Sunset Cliffs in La Jola, California + Chicken Tikki Masala & Naan Recipes

During their trip to California, Ellie, Kohlton and Brandon got around on busses, a trolley and skateboards. They loved hanging out at the various beaches.

Here are images from the Sunset Cliffs in La Jola.

Chicken Tikki Masala made in a slow cooker
via: The Kitchn
Serves 4 to 6

1 to 1 1/2 pounds boneless, skinless chicken thighs
1 large onion, diced
3 cloves garlic, minced
1-inch piece whole ginger, peeled and grated
2 tablespoons tomato paste
1 to 2 tablespoons garam masala
2 teaspoons paprika
2 teaspoons kosher salt
1 (28-ounce) can diced tomatoes
3/4 cup heavy cream or coconut milk
Fresh cilantro, chopped
2 cups cooked rice, to serve

Cut the chicken thighs into bite-sized pieces and transfer them to a 3-quart or larger slow cooker. Stir in the onion, garlic, ginger, tomato paste, 1 tablespoon of garam masala, paprika, and kosher salt until the chicken is evenly covered with spices. Stir in the diced tomatoes with their juices.

→ If you have the time: Marinate the chicken in 1/2 cup yogurt for up to 6 hours. Shake to remove excess yogurt before transferring to the slow cooker.

→ If you have the time: Sauté the onions and garlic in a little olive oil over medium-high heat in a skillet until softened, then stir in the ginger, tomato paste, and spices until fragrant. Transfer to the slow cooker with the chicken and diced tomatoes. This will give your tikka masala more depth of flavor.

Cover the slow cooker and cook for 4 hours on high or 8 hours on low. Fifteen minutes before the end of cooking, stir in the heavy cream. If you prefer a thicker sauce, leave the slow cooker uncovered for the last 15 minutes. Taste and add more garam masala or salt to taste.
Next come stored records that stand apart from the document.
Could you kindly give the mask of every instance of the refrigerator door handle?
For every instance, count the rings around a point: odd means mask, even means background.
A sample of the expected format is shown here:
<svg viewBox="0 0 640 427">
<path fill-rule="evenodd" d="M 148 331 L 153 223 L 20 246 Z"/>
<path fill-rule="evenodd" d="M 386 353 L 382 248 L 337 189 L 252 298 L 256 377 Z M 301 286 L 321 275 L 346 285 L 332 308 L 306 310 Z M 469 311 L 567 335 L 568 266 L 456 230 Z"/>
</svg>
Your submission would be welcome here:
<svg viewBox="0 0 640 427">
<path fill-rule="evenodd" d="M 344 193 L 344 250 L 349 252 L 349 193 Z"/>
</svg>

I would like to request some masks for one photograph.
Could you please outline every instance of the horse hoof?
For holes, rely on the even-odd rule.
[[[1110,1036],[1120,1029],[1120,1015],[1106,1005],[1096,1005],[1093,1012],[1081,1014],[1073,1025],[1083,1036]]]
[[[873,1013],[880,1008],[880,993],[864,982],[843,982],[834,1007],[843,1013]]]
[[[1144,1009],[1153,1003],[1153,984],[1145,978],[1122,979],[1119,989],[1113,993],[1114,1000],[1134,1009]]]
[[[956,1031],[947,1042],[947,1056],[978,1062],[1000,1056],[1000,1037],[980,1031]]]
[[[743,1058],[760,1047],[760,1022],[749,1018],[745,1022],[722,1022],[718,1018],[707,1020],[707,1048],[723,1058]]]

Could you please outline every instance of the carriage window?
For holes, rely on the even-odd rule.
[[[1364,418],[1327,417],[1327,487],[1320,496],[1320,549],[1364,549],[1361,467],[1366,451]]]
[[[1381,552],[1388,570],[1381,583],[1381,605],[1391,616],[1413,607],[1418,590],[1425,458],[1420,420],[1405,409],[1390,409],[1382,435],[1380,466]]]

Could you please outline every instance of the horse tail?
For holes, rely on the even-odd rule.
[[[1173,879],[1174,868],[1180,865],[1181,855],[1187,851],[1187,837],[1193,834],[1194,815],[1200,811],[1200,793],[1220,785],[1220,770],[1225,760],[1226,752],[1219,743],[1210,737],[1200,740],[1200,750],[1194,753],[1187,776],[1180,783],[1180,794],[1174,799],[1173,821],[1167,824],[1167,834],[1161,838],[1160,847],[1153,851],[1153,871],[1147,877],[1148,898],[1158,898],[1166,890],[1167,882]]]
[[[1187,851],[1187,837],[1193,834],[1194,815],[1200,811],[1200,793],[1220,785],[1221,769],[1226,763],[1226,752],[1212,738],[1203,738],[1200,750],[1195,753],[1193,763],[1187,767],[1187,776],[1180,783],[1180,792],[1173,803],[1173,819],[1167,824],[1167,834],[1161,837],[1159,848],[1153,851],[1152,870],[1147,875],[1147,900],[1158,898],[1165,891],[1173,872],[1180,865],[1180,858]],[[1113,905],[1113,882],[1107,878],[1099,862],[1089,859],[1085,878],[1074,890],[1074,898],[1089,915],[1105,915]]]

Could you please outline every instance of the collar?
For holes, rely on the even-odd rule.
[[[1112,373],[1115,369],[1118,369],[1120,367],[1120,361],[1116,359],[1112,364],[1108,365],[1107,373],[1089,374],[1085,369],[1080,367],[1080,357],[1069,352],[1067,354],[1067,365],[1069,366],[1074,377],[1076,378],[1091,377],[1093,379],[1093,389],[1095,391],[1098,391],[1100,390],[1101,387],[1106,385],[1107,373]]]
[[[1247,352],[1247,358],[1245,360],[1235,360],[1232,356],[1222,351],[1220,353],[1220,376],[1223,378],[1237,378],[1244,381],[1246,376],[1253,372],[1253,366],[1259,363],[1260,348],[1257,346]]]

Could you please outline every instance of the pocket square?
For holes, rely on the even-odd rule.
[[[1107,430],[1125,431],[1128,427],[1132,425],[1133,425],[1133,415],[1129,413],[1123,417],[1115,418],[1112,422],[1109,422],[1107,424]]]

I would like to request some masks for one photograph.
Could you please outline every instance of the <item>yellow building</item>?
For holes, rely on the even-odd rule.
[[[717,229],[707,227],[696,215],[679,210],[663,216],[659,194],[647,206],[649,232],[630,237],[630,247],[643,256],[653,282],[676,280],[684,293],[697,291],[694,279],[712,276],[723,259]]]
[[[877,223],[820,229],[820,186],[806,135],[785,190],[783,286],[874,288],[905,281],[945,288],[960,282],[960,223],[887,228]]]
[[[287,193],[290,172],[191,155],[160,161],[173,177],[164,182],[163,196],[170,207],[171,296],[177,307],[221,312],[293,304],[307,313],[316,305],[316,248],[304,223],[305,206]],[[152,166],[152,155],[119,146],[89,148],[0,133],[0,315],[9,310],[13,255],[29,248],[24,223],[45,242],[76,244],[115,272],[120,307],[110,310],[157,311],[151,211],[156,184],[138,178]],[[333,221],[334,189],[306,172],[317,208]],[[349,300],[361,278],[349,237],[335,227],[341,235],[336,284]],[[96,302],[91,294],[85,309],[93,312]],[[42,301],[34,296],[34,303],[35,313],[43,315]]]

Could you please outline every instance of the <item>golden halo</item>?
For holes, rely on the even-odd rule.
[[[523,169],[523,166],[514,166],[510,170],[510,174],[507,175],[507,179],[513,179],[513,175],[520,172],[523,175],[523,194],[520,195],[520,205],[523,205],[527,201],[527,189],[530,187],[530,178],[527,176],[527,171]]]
Serve over rice with fresh cilantro sprinkled over the top of each serving. The tikka masala can be refrigerated for 3 to 4 days or frozen for 3 to 4 months.

Recipe Notes
Chicken breasts can be substituted for the thighs, though I find thighs hold up better over the long cooking and breasts tend to fall into shreds. Still delicious, though!
For a little of that smoky, tandoori flavor, try using smoked paprika and roasted tomatoes.


via:Garnish and Glaze Blog

1½ cups milk
2 teaspoons active dry yeast
1 tablespoon sugar
3½- 4 cups flour
1 teaspoon salt
4 tablespoons butter, melted
garlic salt (optional)

Heat milk in the microwave until warm. Mix yeast and sugar in with milk and allow it to sit for 5 minutes until foamy. Mix in salt and then add flour, a little at a time, to form a soft dough. Empty dough onto floured counter and knead about 30 times until smooth and elastic, adding flour as needed.

Place dough in a large greased bowl and allow to rise for 1 hour.

Preheat griddle to or skillet to medium-high heat (about 375 degrees F).

Divide dough into 12 equal pieces and then roll out to be a little thinner than a pancake.

Place 2-3 pieces on griddle and flip after 1-2 minutes (or until dough bubbles and underside is browned). Brush the cooked side with butter while the other side cooks for 1 more minute. Remove from griddle and brush with butter (sprinkle with garlic salt if desired). Repeat with the rest of the dough.